Furore Grand Hotel
When you book Furore Grand Hotel in Amalfi, Italy through our Virtuoso partnership, your stay includes daily breakfast, room upgrades and a $100 hotel credit.
Exclusive Booking Perks
- Upgrade on arrival, subject to availability
- Daily Full breakfast for up to two guests per bedroom, served in the restaurant
- $100 USD equivalent Food & Beverage credit at Bluh Furore Restaurant
- Aperitif at Ria Lounge Bar upon arrival
- Welcome amenities at arrival in room
- Early check-in / Late check-out, subject to availability
Location
Furore clings to the Amalfi Coast like a secret kept by the cliffs themselves.
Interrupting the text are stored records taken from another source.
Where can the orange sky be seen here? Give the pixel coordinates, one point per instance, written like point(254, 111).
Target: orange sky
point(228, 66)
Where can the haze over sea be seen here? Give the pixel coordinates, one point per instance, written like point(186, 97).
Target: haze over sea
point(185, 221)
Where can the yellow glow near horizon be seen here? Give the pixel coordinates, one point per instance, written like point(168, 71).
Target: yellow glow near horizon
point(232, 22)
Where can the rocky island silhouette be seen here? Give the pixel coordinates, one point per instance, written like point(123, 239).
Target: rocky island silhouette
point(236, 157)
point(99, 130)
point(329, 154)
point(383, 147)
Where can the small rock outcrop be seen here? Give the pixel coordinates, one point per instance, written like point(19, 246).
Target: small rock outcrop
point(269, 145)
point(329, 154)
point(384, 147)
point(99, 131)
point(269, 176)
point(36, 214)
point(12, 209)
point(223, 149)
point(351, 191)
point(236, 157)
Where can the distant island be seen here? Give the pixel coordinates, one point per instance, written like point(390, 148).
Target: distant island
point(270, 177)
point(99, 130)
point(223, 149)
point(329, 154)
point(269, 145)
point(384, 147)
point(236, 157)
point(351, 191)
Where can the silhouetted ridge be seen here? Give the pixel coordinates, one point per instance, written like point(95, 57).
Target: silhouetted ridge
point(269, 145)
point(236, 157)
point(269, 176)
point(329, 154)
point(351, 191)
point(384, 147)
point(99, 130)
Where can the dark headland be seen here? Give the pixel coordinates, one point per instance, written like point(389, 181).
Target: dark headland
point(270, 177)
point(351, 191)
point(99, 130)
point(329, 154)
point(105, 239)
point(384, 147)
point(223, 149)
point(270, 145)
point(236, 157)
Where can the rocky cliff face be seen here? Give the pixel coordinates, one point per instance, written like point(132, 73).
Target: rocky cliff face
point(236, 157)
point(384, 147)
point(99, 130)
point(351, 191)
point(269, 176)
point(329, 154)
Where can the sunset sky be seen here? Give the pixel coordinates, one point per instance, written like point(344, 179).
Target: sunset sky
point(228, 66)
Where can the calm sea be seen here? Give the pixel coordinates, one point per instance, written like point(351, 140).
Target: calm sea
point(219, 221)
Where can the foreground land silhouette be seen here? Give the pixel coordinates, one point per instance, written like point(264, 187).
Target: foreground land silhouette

This is not the parade-ground glamour of Positano or the tourist crush of Amalfi town. The property sits above Marina di Praia, where the Fiord of Furore cuts a narrow blue gash through limestone walls. The fiord, a seawater-filled cleft reached by steep stone steps, draws locals who sunbathe on its pebblestone beach while swallows wheel overhead. This coastline has been settled continuously since the early Middle Ages, when the Duchy of Amalfi ruled Mediterranean trade routes from the ninth century until around 1200. The entire Costiera Amalfitana, inscribed as a UNESCO World Heritage site in 1997, layers physical beauty over centuries of terraced lemon groves, whitewashed fishing hamlets, and monasteries perched on implausible promontories.
Furore itself is scattered across the hillside rather than clustered in a single centro storico. The rhythms here are quieter, the air cleaner, the coastline less trafficked. Amalfi town lies five kilometres southeast along the corniche, its cathedral and medieval arcades still echoing the republic's trading wealth.
Salerno Costa d'Amalfi Airport is 31 kilometres northeast, while Naples International Airport sits 37 kilometres northwest. Both connect to the coast road, a serpentine ribbon carved from cliffside where buses and taxis negotiate hairpin bends above the Tyrrhenian Sea.
The property's Bluh Furore Restaurant overlooks the coast, its menu rooted in Campanian tradition. Within reach of the hotel, three Michelin-starred restaurants anchor the gastronomic landscape. Torre del Saracino holds two stars, housed in a fortified tower just metres from the sea at Marina di Equa, 11.9 kilometres west via a series of hairpin bends down to the beach at Vico. Piazzetta Milù, also two-starred, sits 11 kilometres away in Capri, the Izzo family delivering creative contemporary cuisine with palpable warmth. Book a table at Quattro Passi, the three-star temple of Mediterranean cooking 16.7 kilometres southeast, its 40-year history beginning with the grandfather of chef Fabrizio Mellino, who sold eggs from his own hens before opening a modest pizzeria.
The archaeological sprawl of Pompeii and Herculaneum lies 16 kilometres north, the ash-choked streets and frescoed villas frozen by Vesuvius in AD 79. Closer still, the Cascata alta plunges 4.8 kilometres inland, its falls a cool counterpoint to coastal heat. The Gavitella beach, 2.3 kilometres along the coast, offers rocky coves where fishing boats still moor beside sunbathers.
Winter brings cooler air, January temperatures hovering around 11.5°C. Rain sweeps through frequently, the cliffs darkening under February squalls. The coast empties of crowds, leaving trattorias and steep paths to walkers who don't mind wet stone underfoot.
Spring unfolds slowly, March and April brightening the lemon terraces. May dries out, wildflowers threading the hillsides. By June, temperatures reach the mid-twenties, the sea warming enough for extended swims. July and August blaze, the air thick with cicada song, high-summer heat softened only by evening breezes off the Tyrrhenian.
September holds the best balance: warm water, thinning crowds, the light turning golden over the fiord. October cools gently before November rains return, the season closing as the coast retreats into winter quiet.